When installing Hosting Bundle (https://dotnet.microsoft.com/download/dotnet-core/thank-you/runtime-aspnetcore-3.1.0-windows-hosting-bundle-installer) it shown as:
Microsoft .NET Core Runtime - 3.1.0 Preview 3 (x86)
Microsoft .NET Core Host - 3.1.0 Preview 3 (x86)

@dagood @leecow
Thanks for filing this. It was also reported in the 3.1.0 announcement post (https://github.com/dotnet/core/issues/3950) and there are some details about what's going on in a related issue (https://github.com/dotnet/runtime/issues/492), but it might be good for this problem to have its own dedicated issue.
An important detail about this bug is the hosting bundle didn't actually install the 3.1.0 preview 3 build from last month. What's being installed is a more recent build that happens to have a 3.1.0 preview 3 label.
The .NET Core Runtime version in the rightmost column shows you have the newest version available right now:
3.1.0.28312 is the newest build, close to 3.1.0. (This is in the screenshot, thanks for including it!)3.1.0.28303 was the version of the 3.1.0 preview 3 build released a month ago.You can also check to see what you have installed with dotnet --info, which should show Microsoft.NETCore.App 3.1.0, rather than the old 3.1.0-preview3.19553.2.
We're still investigating this issue.
We have had a look at this to evaluate risks in updating the installer basically 'in-place' but are really nervous about that idea. There are too many interesting msi interactions we may not be able to account for. Because we can't convince ourselves that such an in-place update is safe, we're going to wait to fix this in the January update. The only commits missing are cosmetic so no functional worries if you need to use the current Hosting Bundle. The next servicing release in January will have the branding cleared up.
@leecow Our installer (Wix) will install this 3.1 Desktop Runtime on client machines.
Can you confirm that what you said about hosting bundle also applies to Desktop Runtime? That is that the only missing functionality is cosmetic and otherwise is it not different from any other stable versions?
Thanks.
@virzak - Yes, the same holds true. We did, however, update the Windows Runtime installers on Tuesday. So, you can grab the x86 or x64 installer exe's from https://dotnet.microsoft.com/download/dotnet-core/3.1 which do now have the preview branding.
We were OK doing just the Runtime installer because the internally referenced MSI's didn't present the same difficulty as the Runtime reference in the Hosting Bundle.

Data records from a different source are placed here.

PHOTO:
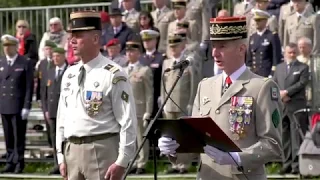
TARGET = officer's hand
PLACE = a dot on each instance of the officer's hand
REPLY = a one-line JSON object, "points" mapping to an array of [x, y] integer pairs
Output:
{"points": [[168, 146], [114, 172], [63, 170], [221, 157]]}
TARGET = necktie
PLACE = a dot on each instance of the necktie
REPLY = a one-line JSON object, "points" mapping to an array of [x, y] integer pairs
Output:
{"points": [[227, 84], [81, 76], [58, 74], [158, 13]]}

I've checked in fixes for this in 3.0 & 3.1, which will be included in our January release: https://github.com/aspnet/AspNetCore/pull/17592, https://github.com/aspnet/AspNetCore/pull/17593
@wtgodbe @leecow can we consider this issue resolved so we can close it?
It will only be resolved once we release 3.1.1, however I added it to the 3.1 known issues doc so I believe this issue can be closed. https://github.com/dotnet/core/blob/master/release-notes/3.1/3.1-known-issues.md.
@dagood will 3.1.1 be considered LTS?
@SimonCropp If you look at https://dotnet.microsoft.com/platform/support/policy/dotnet-core you'll see that it is .NET Core 3.1 that is LTS, so 3.1.1 is just a patch of that version, so yes it will be the latest patch of the LTS release.
@bording thanks
Most helpful comment
@virzak - Yes, the same holds true. We did, however, update the Windows Runtime installers on Tuesday. So, you can grab the x86 or x64 installer exe's from https://dotnet.microsoft.com/download/dotnet-core/3.1 which do now have the preview branding.
We were OK doing just the Runtime installer because the internally referenced MSI's didn't present the same difficulty as the Runtime reference in the Hosting Bundle.